Early one morning, as fog crept among damp trees and wet grasses, a lone blue heron gave up his prize portion of the swamp and flew swiftly away. His wings flapped graceful and silently while he climbed into the sky, taking him high out of reach of the two men that unintentionally disturbed his fishing. The pair of surveyors, oblivious of the retreating creature, had a mission to accomplish.
And soon after their and other official reports cleared committees that granted such permission, large machines entered into the swamp. First bulldozers arrived to fell all of the trees. Nesting birds panicked and abandoned their homes. Then massive trucks delivered ton after ton of fresh earth. Land mammals scurried off into nearby woods as sands and clays were dumped and sloshed, filling the pools of still black waters. Fish trapped within their muddy graves perished.
Next came more giant equipment to push and shove the mounds of soils around. Hungry birds returned to feed on displaced frogs and salamanders.
Other machines quickly hired on to roll over the earth to pack it down level and firm, and then after all of the diesel engines grew silent, crowds from the village came and stood at the edge of the beaten swamp to watch as bands of laborers began the task of building new infrastructures.
Thousands of feet of sewer pipe became buried in fresh-laid trenches. Then a series of roads appeared over the virgin topsoil. Hundreds of poles went up to accommodate utility lines where trees had once stood, undisturbed and unplanned. Spiders took to spinning webs in the background of all this activity, trapping abundant insects for themselves.

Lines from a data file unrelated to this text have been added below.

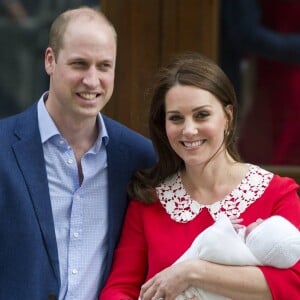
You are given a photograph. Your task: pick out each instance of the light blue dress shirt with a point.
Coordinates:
(79, 211)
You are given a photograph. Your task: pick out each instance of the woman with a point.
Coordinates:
(198, 177)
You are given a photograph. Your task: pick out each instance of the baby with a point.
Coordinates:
(271, 242)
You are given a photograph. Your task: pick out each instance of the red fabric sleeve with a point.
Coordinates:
(284, 283)
(129, 268)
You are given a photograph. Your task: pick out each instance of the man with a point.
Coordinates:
(64, 170)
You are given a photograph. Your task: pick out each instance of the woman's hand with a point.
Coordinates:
(168, 283)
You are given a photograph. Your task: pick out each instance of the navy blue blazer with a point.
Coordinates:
(29, 267)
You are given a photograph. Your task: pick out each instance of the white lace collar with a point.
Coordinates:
(182, 208)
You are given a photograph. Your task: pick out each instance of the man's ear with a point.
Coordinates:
(49, 61)
(229, 114)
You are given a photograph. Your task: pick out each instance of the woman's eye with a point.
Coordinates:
(202, 114)
(175, 118)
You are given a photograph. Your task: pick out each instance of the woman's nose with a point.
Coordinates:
(189, 129)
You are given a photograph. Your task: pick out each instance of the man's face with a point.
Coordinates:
(82, 76)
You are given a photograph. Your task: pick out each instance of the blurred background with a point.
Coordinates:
(256, 42)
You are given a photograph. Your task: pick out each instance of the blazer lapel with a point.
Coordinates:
(29, 154)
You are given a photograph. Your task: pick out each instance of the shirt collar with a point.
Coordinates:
(48, 128)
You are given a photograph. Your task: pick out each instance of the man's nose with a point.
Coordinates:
(91, 77)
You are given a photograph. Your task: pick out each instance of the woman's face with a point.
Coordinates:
(195, 123)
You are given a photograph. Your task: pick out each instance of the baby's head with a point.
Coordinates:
(275, 242)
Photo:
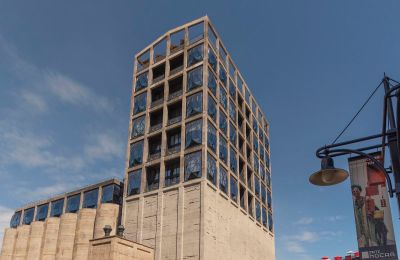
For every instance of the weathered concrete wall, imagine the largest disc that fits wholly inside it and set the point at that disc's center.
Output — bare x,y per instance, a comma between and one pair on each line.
21,244
229,233
50,238
66,236
35,240
9,239
84,233
107,214
116,248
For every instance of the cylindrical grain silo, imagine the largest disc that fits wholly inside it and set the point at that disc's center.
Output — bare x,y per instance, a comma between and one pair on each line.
9,238
21,244
107,214
35,240
66,236
84,233
50,238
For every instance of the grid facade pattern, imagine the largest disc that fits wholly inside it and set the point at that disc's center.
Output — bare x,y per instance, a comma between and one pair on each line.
194,118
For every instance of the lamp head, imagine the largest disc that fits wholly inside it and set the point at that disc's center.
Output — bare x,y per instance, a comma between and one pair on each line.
328,175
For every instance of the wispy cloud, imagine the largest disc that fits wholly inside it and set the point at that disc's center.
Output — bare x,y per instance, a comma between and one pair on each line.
304,221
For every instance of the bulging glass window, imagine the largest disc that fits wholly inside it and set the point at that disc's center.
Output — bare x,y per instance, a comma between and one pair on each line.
139,103
212,109
134,180
211,169
234,189
223,150
193,133
194,104
212,82
28,216
57,208
258,211
111,194
141,81
223,180
223,125
212,59
138,127
232,134
15,220
222,75
41,212
232,110
192,166
136,154
222,98
195,55
73,203
195,78
90,199
212,137
233,160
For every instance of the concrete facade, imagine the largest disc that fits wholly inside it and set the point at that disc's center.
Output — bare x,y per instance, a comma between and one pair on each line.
194,218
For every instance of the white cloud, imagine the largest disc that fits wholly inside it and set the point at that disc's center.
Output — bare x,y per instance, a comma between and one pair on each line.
304,221
5,217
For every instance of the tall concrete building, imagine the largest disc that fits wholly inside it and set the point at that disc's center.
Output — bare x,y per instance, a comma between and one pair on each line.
197,182
197,170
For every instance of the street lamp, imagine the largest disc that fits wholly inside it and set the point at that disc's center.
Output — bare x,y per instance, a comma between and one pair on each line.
329,175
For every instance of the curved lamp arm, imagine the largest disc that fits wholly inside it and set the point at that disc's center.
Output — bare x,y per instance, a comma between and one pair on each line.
326,152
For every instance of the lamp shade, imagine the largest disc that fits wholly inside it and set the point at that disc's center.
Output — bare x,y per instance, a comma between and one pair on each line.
328,175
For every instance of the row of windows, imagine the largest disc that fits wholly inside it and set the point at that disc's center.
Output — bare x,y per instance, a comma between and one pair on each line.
110,194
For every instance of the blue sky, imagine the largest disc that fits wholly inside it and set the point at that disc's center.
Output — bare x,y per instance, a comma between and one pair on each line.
65,81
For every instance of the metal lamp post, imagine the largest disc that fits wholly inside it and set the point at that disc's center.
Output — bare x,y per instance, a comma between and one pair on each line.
390,138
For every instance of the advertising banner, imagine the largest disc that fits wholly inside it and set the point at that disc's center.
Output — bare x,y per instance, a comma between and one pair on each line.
372,214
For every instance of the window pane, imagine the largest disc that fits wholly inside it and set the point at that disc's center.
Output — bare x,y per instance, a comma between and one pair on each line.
211,169
141,81
111,194
194,104
223,150
223,125
264,217
212,82
136,154
258,211
212,109
134,180
222,98
212,137
57,208
138,127
193,133
42,211
232,111
16,219
139,103
232,134
222,75
28,216
212,59
233,160
195,55
223,180
195,78
234,189
192,166
90,199
73,203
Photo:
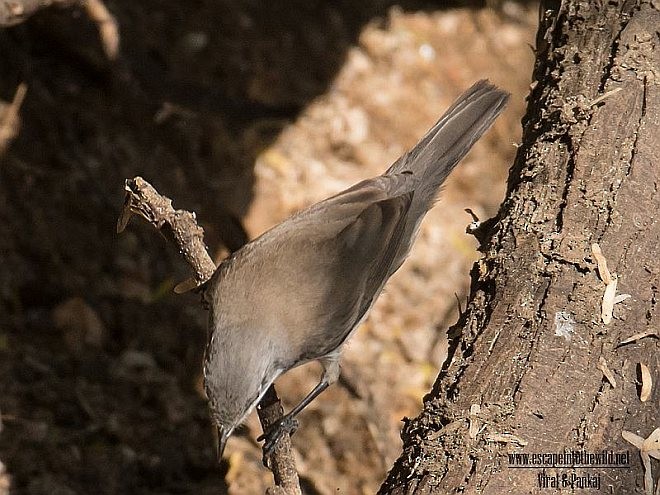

Then the carpenters arrived. A flurry of hammers and saws, along with a glut of boisterous language, pounded and whined and cursed, filling the surrounding land with first one stud wall after another until at last, definable structures began taking shape.
Almost overnight the former easygoing swamp became a composed and ordered neighborhood. It still lacked a human population, but that unfulfilled dream of the visionary came all too swiftly. Before one could say Jack Flash, at least in geological time, young married couples moved in and began procreating.
The vanquished swamp soon began to flourish with various types of life forms. Newly-planted saplings grew to become trees that would bear witness to many changes. They also endured an unexpected flood that scared the original humans who lived among the tame trees. The waters crept in silently to threaten every dwelling before receding, which caused some of the terrified residents to fear that the swamp might want to return.
So shortly after the soggy pioneers and their precious land dried out, they banded together and sought an agency to address their predicament. A corps of engineers conducted another survey, and then proceeded to dig a deep drainage ditch along the northern border of the swamp. After a second deluge the agents extended the channel, bringing it to empty into an even deeper canal that ran northward to the uncomplaining Kishawamuckie River.
After that the trees continued to mature and keep silent watch.
In the beginning parents strolled babies down new sidewalks. Later they held tiny hand as the toddlers began to take first wobbly steps. The trees swayed to soft breezes that moved through their branches while observing tricycles rolling up and down the sidewalks, dutiful fathers walking along side. They grew tall as training wheels were removed from the bicycles, and they grew taller still as basketballs were thrown through hoops attached over garage doors, and they continued to grow even taller as the children advanced to automobiles and first dates and proms. They beheld mothers driving to visit distant shopping malls. They saw fathers going to work to provide for all of these historic moments.
And for the next fifty years the tolerant trees held their vigil.